Solve this recurrence relation:
$$a_n = \left(\frac{a_{n-2}}{a_{n-1}}\right)^{\frac{1}{2}}$$
by taking the logarithm of both sides and making the substitution
$$b_n = \lg a_n$$
A couple years ago I took precalc and a couple years before that I took College Algebra to brush up since before then I'd been out of school for a couple of years already. So I'm extremely rusty and this first step, getting the logarithm of both sides, has me confused enough… Like how would I even get the logarithm of the left side?? and then what exactly is that "substitution" supposed to be substituting?

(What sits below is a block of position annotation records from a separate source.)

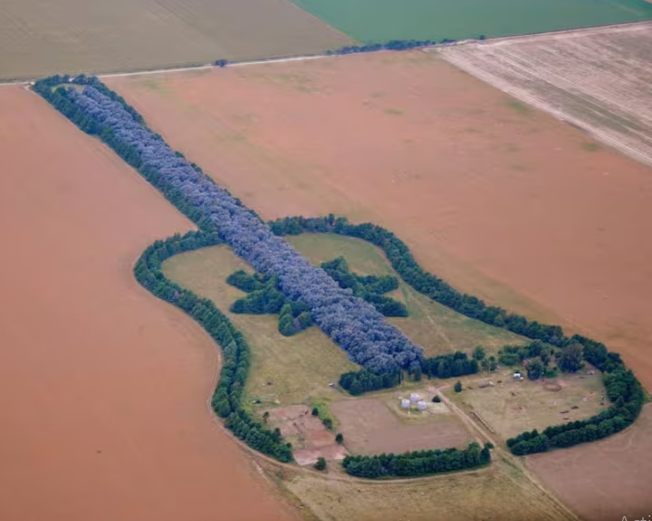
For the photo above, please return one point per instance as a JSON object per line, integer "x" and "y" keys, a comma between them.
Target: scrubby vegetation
{"x": 352, "y": 323}
{"x": 227, "y": 397}
{"x": 392, "y": 45}
{"x": 418, "y": 463}
{"x": 265, "y": 297}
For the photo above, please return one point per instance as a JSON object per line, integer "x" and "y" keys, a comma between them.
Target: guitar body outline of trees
{"x": 352, "y": 323}
{"x": 264, "y": 296}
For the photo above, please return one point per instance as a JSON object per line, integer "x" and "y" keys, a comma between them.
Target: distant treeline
{"x": 371, "y": 288}
{"x": 418, "y": 463}
{"x": 392, "y": 45}
{"x": 624, "y": 391}
{"x": 227, "y": 397}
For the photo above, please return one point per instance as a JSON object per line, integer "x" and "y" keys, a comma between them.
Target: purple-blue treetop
{"x": 351, "y": 322}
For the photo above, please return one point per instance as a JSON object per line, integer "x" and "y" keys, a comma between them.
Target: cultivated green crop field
{"x": 382, "y": 20}
{"x": 41, "y": 37}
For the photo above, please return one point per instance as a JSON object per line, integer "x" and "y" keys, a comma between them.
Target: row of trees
{"x": 392, "y": 45}
{"x": 624, "y": 391}
{"x": 264, "y": 297}
{"x": 418, "y": 463}
{"x": 227, "y": 397}
{"x": 351, "y": 322}
{"x": 371, "y": 288}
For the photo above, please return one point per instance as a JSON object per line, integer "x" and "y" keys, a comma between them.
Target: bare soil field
{"x": 310, "y": 439}
{"x": 604, "y": 480}
{"x": 599, "y": 80}
{"x": 103, "y": 388}
{"x": 511, "y": 406}
{"x": 499, "y": 493}
{"x": 284, "y": 370}
{"x": 370, "y": 427}
{"x": 503, "y": 201}
{"x": 40, "y": 37}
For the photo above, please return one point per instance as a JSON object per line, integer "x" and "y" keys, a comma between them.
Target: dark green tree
{"x": 321, "y": 464}
{"x": 535, "y": 369}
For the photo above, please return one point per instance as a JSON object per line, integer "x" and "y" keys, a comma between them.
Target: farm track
{"x": 521, "y": 38}
{"x": 596, "y": 80}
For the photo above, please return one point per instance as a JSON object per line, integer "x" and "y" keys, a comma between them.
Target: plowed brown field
{"x": 503, "y": 201}
{"x": 102, "y": 387}
{"x": 41, "y": 37}
{"x": 605, "y": 480}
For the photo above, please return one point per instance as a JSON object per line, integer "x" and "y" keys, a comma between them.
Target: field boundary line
{"x": 308, "y": 57}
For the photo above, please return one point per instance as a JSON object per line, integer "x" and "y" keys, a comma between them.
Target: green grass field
{"x": 434, "y": 327}
{"x": 383, "y": 20}
{"x": 298, "y": 369}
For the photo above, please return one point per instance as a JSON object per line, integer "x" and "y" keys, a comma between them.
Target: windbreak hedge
{"x": 352, "y": 323}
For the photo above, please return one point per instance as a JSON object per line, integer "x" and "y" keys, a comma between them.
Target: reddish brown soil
{"x": 605, "y": 480}
{"x": 102, "y": 387}
{"x": 505, "y": 202}
{"x": 308, "y": 435}
{"x": 369, "y": 427}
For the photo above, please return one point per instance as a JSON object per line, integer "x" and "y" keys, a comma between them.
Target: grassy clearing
{"x": 512, "y": 406}
{"x": 433, "y": 326}
{"x": 285, "y": 370}
{"x": 382, "y": 20}
{"x": 499, "y": 493}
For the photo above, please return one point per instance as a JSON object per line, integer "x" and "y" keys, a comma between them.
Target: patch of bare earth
{"x": 309, "y": 438}
{"x": 598, "y": 80}
{"x": 503, "y": 201}
{"x": 604, "y": 480}
{"x": 103, "y": 388}
{"x": 370, "y": 427}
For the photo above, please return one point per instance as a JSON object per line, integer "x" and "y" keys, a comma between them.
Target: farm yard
{"x": 102, "y": 387}
{"x": 458, "y": 170}
{"x": 510, "y": 406}
{"x": 40, "y": 37}
{"x": 598, "y": 80}
{"x": 434, "y": 20}
{"x": 604, "y": 480}
{"x": 290, "y": 374}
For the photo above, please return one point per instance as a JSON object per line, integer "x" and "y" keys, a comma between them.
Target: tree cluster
{"x": 371, "y": 288}
{"x": 364, "y": 381}
{"x": 227, "y": 397}
{"x": 418, "y": 463}
{"x": 626, "y": 395}
{"x": 422, "y": 281}
{"x": 352, "y": 323}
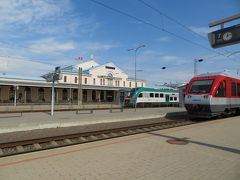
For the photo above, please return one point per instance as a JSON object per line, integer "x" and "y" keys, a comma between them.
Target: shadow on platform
{"x": 236, "y": 151}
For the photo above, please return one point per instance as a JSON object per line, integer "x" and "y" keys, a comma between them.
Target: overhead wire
{"x": 153, "y": 25}
{"x": 156, "y": 26}
{"x": 176, "y": 21}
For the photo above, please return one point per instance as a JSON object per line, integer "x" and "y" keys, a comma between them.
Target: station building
{"x": 100, "y": 84}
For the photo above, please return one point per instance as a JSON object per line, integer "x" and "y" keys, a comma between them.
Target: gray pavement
{"x": 42, "y": 120}
{"x": 213, "y": 153}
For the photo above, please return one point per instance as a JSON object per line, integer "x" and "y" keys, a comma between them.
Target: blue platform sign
{"x": 225, "y": 37}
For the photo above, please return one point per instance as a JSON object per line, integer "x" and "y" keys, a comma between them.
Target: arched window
{"x": 65, "y": 78}
{"x": 75, "y": 94}
{"x": 28, "y": 94}
{"x": 41, "y": 94}
{"x": 94, "y": 95}
{"x": 64, "y": 95}
{"x": 11, "y": 94}
{"x": 84, "y": 95}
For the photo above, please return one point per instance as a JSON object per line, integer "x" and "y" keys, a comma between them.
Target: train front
{"x": 198, "y": 97}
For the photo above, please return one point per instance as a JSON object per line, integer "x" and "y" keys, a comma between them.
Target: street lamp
{"x": 52, "y": 77}
{"x": 195, "y": 65}
{"x": 135, "y": 52}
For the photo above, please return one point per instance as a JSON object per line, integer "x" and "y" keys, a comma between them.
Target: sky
{"x": 38, "y": 35}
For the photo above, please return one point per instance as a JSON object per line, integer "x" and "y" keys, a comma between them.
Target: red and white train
{"x": 212, "y": 95}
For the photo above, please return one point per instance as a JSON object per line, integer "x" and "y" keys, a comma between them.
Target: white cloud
{"x": 163, "y": 39}
{"x": 96, "y": 46}
{"x": 44, "y": 17}
{"x": 15, "y": 65}
{"x": 168, "y": 58}
{"x": 27, "y": 11}
{"x": 50, "y": 45}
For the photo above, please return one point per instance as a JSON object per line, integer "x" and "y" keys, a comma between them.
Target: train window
{"x": 234, "y": 88}
{"x": 221, "y": 91}
{"x": 238, "y": 87}
{"x": 201, "y": 86}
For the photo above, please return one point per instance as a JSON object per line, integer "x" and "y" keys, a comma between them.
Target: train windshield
{"x": 132, "y": 92}
{"x": 201, "y": 86}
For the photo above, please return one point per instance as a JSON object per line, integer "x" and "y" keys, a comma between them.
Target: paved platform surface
{"x": 42, "y": 120}
{"x": 213, "y": 153}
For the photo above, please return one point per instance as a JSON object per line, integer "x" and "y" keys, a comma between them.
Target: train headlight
{"x": 205, "y": 96}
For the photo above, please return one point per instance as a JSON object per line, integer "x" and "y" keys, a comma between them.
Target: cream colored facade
{"x": 100, "y": 84}
{"x": 108, "y": 75}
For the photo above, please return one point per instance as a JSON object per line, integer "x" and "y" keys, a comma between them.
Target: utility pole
{"x": 53, "y": 97}
{"x": 195, "y": 65}
{"x": 79, "y": 87}
{"x": 135, "y": 70}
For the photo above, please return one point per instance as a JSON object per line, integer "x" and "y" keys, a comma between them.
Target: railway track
{"x": 27, "y": 146}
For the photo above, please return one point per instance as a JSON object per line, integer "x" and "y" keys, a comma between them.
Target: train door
{"x": 167, "y": 98}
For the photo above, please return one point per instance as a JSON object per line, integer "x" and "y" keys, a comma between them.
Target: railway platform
{"x": 15, "y": 122}
{"x": 211, "y": 152}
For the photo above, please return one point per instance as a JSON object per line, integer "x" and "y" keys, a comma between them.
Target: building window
{"x": 11, "y": 94}
{"x": 65, "y": 78}
{"x": 28, "y": 94}
{"x": 41, "y": 94}
{"x": 94, "y": 95}
{"x": 75, "y": 94}
{"x": 234, "y": 87}
{"x": 238, "y": 86}
{"x": 64, "y": 95}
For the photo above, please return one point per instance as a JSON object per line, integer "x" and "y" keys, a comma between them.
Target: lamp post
{"x": 195, "y": 65}
{"x": 135, "y": 53}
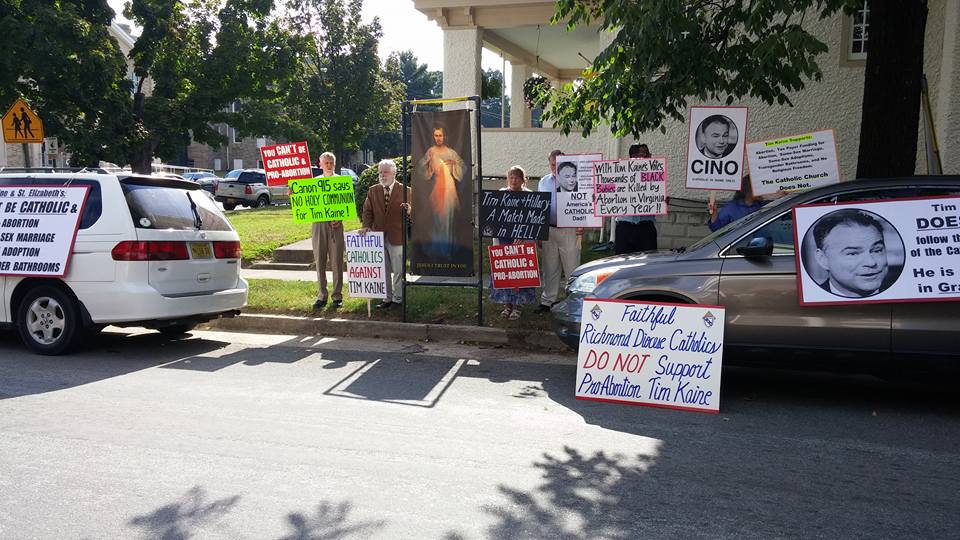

So log'ing both sides I get
$$\ln(a_{n}) = \frac{1}{2}\ln(a_{n-2}) – \frac{1}{2}\ln(a_{n-1})$$
Thank you Alex below but I still don't get how that translates to the substitution equation given… or how to solve for b..? Sorry… Please help me understand better…
Would b_n =
$$b_{n} = \frac{1}{2}[\ln(a_{n-2})-\ln(a_{n-1})]$$
? Then still, how to solve that…
Best Answer
Remember the properties of the log function: $a \log b = \log b^a$ and $\log \frac{a}{b} = \log a - \log b$. Use it to obtain the recurrence $b_n = \frac{1}{2} b_{n-2} - \frac{1}{2}b_{n-1}$. Then solve it using generating functions or difference equations.